Then & Now | Has Hong Kong ever truly been home to any famous writers?
In his 1959 book The Road, Austin Coates’ protagonist is a successful writer in Hong Kong who gives an explosively well-received lecture – but the reality was different, and still is



At a venue better known for staid lectures “on Andalusian dancing, the Elizabethan madrigal and the early works of Benjamin Britten” delivered to “a dozen or so faithful regulars”, Sylvia gave a polished, highly professional performance to a packed crowd, to the despair of the intellectually snobbish director, who “groaned inwardly as he heard her professional patter with the audience. Like Saturday night at the Palladium, he thought, in an abysm of distaste”.
At the lecture’s end – “A silence. Prolonged applause. The novelist sat down.” The director “shuddered. They had fallen for it, every one of them! […] the evening dress, the orchids, the musical voice, the utterly false stage management of the whole thing had held them as if spellbound. Never, never again must he make this mistake of pandering to public taste!”

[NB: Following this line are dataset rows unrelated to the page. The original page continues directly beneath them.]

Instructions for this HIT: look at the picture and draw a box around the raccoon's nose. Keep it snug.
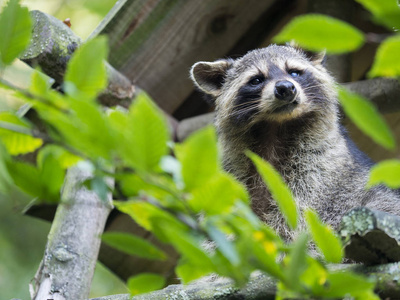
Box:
[274,80,297,102]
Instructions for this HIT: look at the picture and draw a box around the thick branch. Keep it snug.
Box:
[21,11,138,107]
[30,167,112,300]
[92,263,400,300]
[340,207,400,264]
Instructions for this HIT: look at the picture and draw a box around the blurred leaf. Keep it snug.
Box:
[127,273,165,296]
[121,93,169,172]
[246,151,297,229]
[0,0,32,67]
[38,150,65,202]
[368,35,400,77]
[0,141,13,193]
[7,161,42,197]
[367,159,400,189]
[175,259,214,284]
[339,88,396,150]
[114,201,188,242]
[37,145,82,169]
[321,272,379,300]
[101,232,167,260]
[304,209,343,263]
[273,14,364,54]
[175,126,220,191]
[356,0,400,30]
[64,36,108,99]
[206,223,240,266]
[188,173,248,215]
[285,232,308,290]
[0,112,43,155]
[88,176,110,202]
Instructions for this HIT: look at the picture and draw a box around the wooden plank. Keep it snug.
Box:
[97,0,274,113]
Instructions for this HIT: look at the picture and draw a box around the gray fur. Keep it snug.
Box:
[191,45,400,238]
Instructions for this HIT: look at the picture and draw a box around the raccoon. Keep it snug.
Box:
[191,45,400,239]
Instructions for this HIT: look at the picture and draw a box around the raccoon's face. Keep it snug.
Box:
[191,45,337,126]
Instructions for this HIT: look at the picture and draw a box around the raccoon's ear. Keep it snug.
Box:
[288,41,326,66]
[190,59,233,97]
[303,50,326,66]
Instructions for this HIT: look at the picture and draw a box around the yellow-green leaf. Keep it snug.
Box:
[127,273,165,296]
[356,0,400,30]
[0,0,32,67]
[246,151,297,229]
[123,93,169,172]
[368,35,400,77]
[339,88,396,150]
[0,112,43,155]
[273,14,364,54]
[175,126,220,191]
[304,209,343,263]
[367,159,400,189]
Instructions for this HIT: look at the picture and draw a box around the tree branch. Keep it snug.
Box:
[30,167,113,300]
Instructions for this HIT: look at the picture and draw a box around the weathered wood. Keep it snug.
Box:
[92,263,400,300]
[20,11,137,107]
[30,167,113,300]
[97,0,274,113]
[339,207,400,264]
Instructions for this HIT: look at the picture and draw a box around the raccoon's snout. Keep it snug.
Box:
[274,80,297,102]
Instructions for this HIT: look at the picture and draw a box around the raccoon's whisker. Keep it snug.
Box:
[233,99,260,108]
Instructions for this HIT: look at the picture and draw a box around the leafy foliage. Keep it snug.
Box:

But unlike Coates’ fictional heroine, few successful authors with glittering literary reputations have ever lived in Hong Kong – at least for long. Internationally famed writers are invariably birds of passage, who merely pass through the city on whistle-stop visits neatly slotted between larger literary festivals in Britain and Australia, and other regional book promotion events. Usually facilitated by local cultural groups, these brief sojourns are financially supported by corporate sponsors, with accommodation, flight upgrades and other sweeteners in return for some well-publicised speaking engagements during their stay and – of course – the right to proudly claim on all promotional material “that X was brought here by Y”.

As the Hong Kong market has always been minuscule by international standards – particularly for English-language books (whether fiction or non-fiction) – few locally resident authors ever make an adequate living from their work. Other subsistence income sources – a properly paid “day job” or a supportive spouse – are essential adjuncts.